On another note, I keep running into problems with the thread job management on Java and keep end up having to write custom solutions. Executors seem like a great idea ... and they probably are for enterprise workloads but they basically suck for interactive desktop programmes - where you may be getting many many more update requests than you have time to process but you only need to keep (and must keep) the last one. Managing this with Future handles gets clumsy very fast. JavaFX comes with a new set of 'worker thread' primitives which I haven't really looked into much - they seemed to be light wrappers over existing functionality anyway and only seemed to muddy the waters last time I had a look.
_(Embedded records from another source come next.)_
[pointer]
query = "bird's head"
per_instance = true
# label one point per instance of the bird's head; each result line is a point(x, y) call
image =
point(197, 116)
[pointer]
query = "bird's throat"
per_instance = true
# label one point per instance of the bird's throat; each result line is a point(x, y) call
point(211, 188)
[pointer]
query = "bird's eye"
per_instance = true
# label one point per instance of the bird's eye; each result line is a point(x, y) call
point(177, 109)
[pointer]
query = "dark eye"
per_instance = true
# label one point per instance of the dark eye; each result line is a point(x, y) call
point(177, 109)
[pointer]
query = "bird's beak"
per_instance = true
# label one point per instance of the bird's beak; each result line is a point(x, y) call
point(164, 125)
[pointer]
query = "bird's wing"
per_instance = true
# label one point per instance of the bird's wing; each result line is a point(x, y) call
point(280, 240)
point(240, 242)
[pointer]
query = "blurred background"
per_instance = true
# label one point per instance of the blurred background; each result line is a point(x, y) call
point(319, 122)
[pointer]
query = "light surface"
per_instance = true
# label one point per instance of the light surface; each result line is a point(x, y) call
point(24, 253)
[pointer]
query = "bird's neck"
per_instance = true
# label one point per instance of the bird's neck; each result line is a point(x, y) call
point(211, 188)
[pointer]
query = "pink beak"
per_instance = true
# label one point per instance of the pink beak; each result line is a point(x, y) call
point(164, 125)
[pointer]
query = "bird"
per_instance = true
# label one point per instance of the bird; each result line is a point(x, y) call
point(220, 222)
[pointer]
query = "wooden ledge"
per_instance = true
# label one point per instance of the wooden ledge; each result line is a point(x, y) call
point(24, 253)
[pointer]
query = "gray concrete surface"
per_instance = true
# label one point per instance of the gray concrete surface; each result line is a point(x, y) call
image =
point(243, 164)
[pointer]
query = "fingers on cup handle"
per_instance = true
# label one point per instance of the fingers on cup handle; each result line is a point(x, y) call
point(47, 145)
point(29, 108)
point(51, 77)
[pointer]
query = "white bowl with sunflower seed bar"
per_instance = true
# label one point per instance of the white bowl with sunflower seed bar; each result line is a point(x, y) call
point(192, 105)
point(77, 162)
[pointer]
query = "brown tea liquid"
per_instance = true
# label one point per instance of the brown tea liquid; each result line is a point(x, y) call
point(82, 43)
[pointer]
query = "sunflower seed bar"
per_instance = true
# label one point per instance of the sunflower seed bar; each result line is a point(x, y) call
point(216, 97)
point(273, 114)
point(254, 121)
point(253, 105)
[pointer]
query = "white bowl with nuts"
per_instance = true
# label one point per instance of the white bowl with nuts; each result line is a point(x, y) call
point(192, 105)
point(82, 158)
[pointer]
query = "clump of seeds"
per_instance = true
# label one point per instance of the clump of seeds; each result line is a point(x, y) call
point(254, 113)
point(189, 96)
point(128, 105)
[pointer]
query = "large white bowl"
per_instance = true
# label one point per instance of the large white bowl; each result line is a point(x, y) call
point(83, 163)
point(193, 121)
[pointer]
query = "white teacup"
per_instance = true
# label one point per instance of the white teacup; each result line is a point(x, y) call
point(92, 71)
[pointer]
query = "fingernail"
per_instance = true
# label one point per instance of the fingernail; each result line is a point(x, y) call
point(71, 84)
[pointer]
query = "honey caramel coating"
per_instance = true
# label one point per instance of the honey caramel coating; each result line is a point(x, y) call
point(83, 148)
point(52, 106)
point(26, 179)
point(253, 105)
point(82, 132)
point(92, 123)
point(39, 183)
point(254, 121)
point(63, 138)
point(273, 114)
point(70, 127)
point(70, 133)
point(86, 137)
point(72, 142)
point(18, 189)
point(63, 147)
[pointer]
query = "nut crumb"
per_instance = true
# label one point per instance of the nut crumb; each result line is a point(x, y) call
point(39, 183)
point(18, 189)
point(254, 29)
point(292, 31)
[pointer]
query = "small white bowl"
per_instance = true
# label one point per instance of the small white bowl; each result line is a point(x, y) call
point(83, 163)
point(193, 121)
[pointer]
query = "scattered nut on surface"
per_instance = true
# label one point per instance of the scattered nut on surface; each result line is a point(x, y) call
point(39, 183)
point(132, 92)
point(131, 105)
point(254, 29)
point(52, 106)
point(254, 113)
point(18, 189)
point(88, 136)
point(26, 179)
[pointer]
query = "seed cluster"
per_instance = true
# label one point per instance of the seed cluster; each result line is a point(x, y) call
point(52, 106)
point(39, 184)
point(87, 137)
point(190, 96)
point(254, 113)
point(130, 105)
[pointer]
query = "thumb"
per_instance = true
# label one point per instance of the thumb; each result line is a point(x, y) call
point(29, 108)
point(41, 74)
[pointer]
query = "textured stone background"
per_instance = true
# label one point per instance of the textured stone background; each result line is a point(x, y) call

One current implementation of WorkPool uses a ThreadPool executor but I will look at custom thread code too (curiosity again). Currently i'm also implementing static scheduling but it will be worth investigating something more dynamic.


Solerman Kaplon said...

Dunno in what environment you need SIMD vector, but maybe worth a look:

NotZed said...

Is! That! Big! Loud! Web! Page! Is! A! Bit! Of! A! Turn! Off? Yepp!

Sorry ...

Seems an interesting approach to the code generation (from what i can tell) although i'm not sure of it's scalability - by processing only primitives across a whole vector at a time you're basically throwing away all the parts of the cpu above the L1 cache (including registers) which function as memory bandwidth multipliers.

Pity the site doesn't have something more useful as benchmarks than some mega-ops of log().

Also seems kinda strange to be launching a new high performance api without direct support for multi-core or bigger?

Solerman Kaplon said...

From the library class reference, it seems they expect you to use threads and its is recommended to bind them to specific cores. The library can do the whole array of vector it seems, having hand-asm version of the stuff in many ARM versions plus x64. They got a bundle for jave with all the binaries in 800K, individual .so are around 200-300K (400-600K for 64 bits)

NotZed said...

By whole vector i meant the array not the internal cpu representation.

Having mostly simple operations on arrays just means memory is going to be the bottleneck.